ブルーブラック2

智は食事に手もつけずに、そのブルーの包装を丁寧に解く。
そして中から丸い箱を見つけると、そっとその蓋を開けた。


「チョコレート…“一応”俺にも作ってくれたのか」
「そりゃそうです」
「え?」


物ごころがついた頃から、毎年智は碧から、バレンタインにはチョコレートを貰ってきた。
しかし、今年は昼間の件――坂谷という“本命”がいるのを知ってしまったから、自分にはないものだと決めつけていた。

百合香は頬杖をついて、にっこり笑いながら話す。


「まだまだ、碧の中では智さんが一番なんですから」


その百合香の言葉を聞いて、智はきょとんとする。


「あー…いや。だって、一番は、アイツだろ? ボールペンを握りしめて寝るくらい」
「――――ぷっ」


拍子抜けした智がそんなことを言うものだから、百合香は思わず吹き出してしまう。


「確かに。坂谷さんを好きなのは好きですけど、同率1位なんです」
「は?」
「“ヒミツ”ですよ?」


そう前置きをして、百合香は前のめりになって智に耳打ちをする。


「『じゅんおにいちゃんはやさしくてすき。だけど、おとうさんはかっこいいからすき』なんだって」


そしてさらに思い出し笑いをしながら、百合香は続ける。


「『チョコ、二人にあげちゃ、だめ?』なんて言うんだから。ほんと、真面目なんですよ、碧は。だから言っちゃった」
「なんて…?」
「『それが碧のほんとの気持ちなら、いいんじゃない?』って」


智はチョコレートに視線を落としたまま黙って話を聞く。
百合香は困ったように笑った。


「ランドセルも、智さんが『似合う』って言ってから、今日も私に背負って見せるんですよ? そんな碧に、智さん以上の存在が出来るだなんて、まだまだ考えられないです。

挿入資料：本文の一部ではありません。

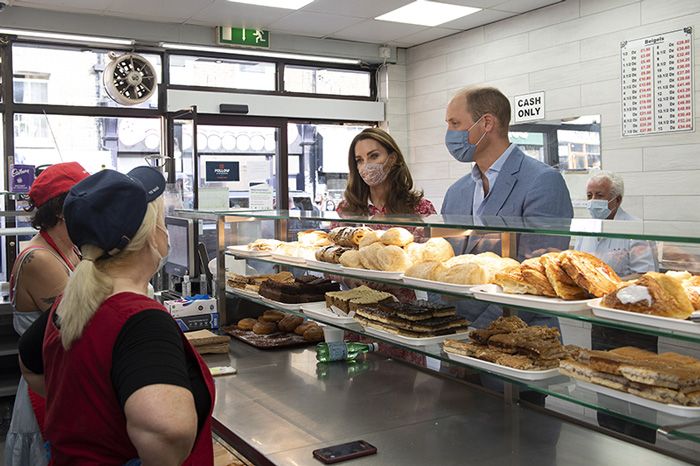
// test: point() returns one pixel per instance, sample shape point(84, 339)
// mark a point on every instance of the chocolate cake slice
point(304, 289)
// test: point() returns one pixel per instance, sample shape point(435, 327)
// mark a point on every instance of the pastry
point(514, 282)
point(264, 245)
point(589, 272)
point(368, 256)
point(561, 283)
point(264, 328)
point(289, 323)
point(272, 316)
point(396, 236)
point(246, 324)
point(313, 333)
point(370, 237)
point(305, 289)
point(653, 293)
point(437, 249)
point(330, 254)
point(348, 237)
point(429, 270)
point(351, 259)
point(392, 259)
point(313, 238)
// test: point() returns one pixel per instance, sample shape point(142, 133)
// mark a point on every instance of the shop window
point(72, 76)
point(318, 164)
point(222, 72)
point(318, 80)
point(103, 142)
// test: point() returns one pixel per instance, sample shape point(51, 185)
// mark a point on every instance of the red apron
point(85, 424)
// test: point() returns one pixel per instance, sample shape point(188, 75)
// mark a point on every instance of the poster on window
point(657, 83)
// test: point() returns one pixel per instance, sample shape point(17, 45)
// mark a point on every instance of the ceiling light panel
point(427, 13)
point(288, 4)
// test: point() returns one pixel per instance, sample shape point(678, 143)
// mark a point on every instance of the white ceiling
point(334, 19)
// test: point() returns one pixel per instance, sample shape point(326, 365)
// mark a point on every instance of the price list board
point(657, 83)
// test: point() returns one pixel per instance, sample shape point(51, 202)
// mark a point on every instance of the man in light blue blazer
point(503, 182)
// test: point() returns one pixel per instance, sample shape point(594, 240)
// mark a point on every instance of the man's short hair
point(482, 100)
point(617, 184)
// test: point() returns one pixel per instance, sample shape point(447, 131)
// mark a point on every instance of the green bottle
point(339, 351)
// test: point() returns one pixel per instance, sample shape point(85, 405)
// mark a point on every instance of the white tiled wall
point(571, 51)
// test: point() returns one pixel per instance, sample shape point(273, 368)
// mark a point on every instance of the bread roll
point(428, 270)
point(392, 259)
point(369, 238)
point(351, 258)
point(437, 249)
point(368, 256)
point(469, 273)
point(415, 252)
point(397, 237)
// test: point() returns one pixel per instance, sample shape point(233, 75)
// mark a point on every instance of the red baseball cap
point(56, 180)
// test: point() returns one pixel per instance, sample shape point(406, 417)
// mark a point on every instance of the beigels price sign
point(657, 83)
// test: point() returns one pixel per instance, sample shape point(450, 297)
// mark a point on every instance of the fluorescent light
point(259, 53)
point(426, 13)
point(288, 4)
point(66, 37)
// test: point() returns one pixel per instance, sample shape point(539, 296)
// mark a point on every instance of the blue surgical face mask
point(599, 209)
point(458, 144)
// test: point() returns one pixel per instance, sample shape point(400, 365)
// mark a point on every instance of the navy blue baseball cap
point(106, 209)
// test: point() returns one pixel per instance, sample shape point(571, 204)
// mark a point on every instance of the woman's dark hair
point(49, 213)
point(403, 199)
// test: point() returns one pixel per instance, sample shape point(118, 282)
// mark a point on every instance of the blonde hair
point(91, 282)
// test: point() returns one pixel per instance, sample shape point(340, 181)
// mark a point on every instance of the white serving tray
point(292, 260)
point(465, 290)
point(676, 410)
point(366, 273)
point(504, 370)
point(327, 266)
point(495, 294)
point(415, 341)
point(320, 311)
point(666, 323)
point(243, 251)
point(285, 306)
point(243, 292)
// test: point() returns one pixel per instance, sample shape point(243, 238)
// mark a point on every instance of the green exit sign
point(241, 36)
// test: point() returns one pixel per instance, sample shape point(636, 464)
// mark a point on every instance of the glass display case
point(523, 239)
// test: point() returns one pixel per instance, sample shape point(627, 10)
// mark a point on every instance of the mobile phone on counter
point(222, 370)
point(344, 451)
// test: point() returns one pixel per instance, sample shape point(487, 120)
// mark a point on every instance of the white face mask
point(373, 173)
point(163, 259)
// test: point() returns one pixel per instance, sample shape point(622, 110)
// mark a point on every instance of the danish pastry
point(589, 272)
point(653, 293)
point(246, 324)
point(397, 236)
point(348, 237)
point(562, 284)
point(351, 258)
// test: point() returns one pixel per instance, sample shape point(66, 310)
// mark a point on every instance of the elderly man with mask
point(628, 257)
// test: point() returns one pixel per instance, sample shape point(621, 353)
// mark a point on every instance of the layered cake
point(351, 300)
point(304, 289)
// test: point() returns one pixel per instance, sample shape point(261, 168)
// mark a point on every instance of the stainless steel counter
point(278, 409)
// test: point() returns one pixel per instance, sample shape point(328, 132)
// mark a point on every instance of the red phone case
point(327, 455)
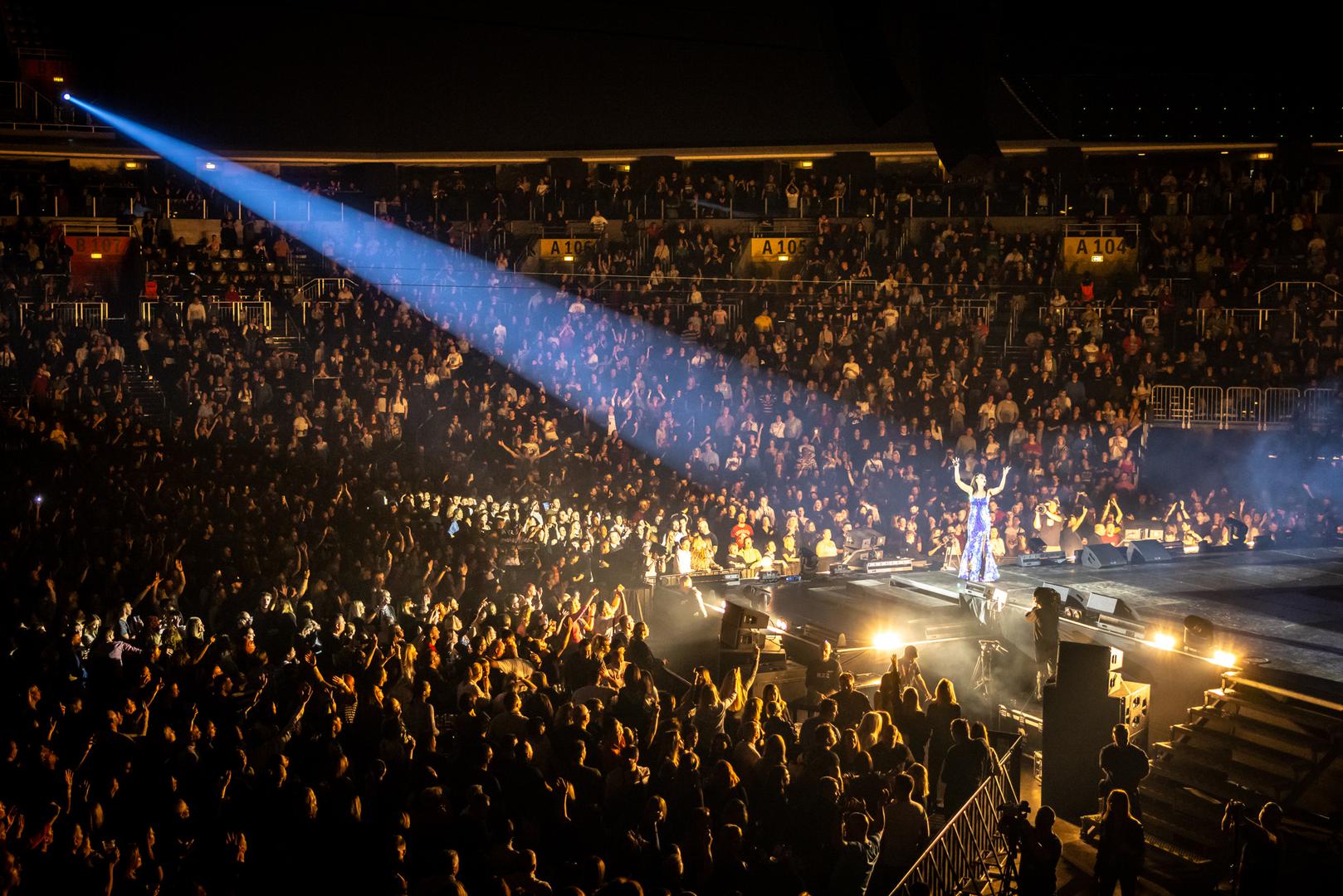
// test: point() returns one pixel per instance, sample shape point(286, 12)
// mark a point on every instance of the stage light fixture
point(1163, 641)
point(888, 641)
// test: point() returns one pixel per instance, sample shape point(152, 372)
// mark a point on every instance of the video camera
point(1013, 818)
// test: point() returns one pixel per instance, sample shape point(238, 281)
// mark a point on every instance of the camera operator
point(1043, 617)
point(1258, 868)
point(1040, 853)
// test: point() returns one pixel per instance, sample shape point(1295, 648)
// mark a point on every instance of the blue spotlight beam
point(427, 275)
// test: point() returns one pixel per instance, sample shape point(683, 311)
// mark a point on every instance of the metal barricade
point(1323, 407)
point(256, 314)
point(1169, 406)
point(93, 314)
point(1280, 407)
point(1244, 406)
point(154, 308)
point(1205, 406)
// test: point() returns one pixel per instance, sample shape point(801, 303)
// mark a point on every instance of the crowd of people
point(371, 592)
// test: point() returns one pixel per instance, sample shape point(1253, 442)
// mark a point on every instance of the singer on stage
point(977, 561)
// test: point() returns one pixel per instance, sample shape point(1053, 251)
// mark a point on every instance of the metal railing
point(1243, 406)
point(65, 314)
point(1062, 314)
point(1286, 286)
point(969, 855)
point(1216, 323)
point(258, 314)
point(81, 227)
point(319, 288)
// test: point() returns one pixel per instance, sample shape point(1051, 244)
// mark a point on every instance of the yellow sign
point(1087, 247)
point(573, 246)
point(778, 249)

だいたい『かっこいい』のが、坂谷さんではなくて、智さんっていうんだもん」
「……そう。でも“同率”なヤツは出来たんだな」
「ほら、やっぱり妬いた――…んっ!」


元々独占欲が強い智を知る百合香は、本音を聞いて笑いかけた。
すると、少しむっとした表情を浮かべた智が、前のめりのままの百合香の口を塞いだ。


「ん、ちょ…っ! んん!」


突然の噛み付くようなキスに、百合香は驚き抵抗する。
だけど、全くやめる様子のない智は、聞こえてないかのように百合香の唇を奪い続ける。

声を出したくても出させてくれない。
そして、何より愛しい夫からの激しいキス。

とうとう力が抜けて、言葉を出すことも出来なくさせられた百合香はそのまま智に委ねた。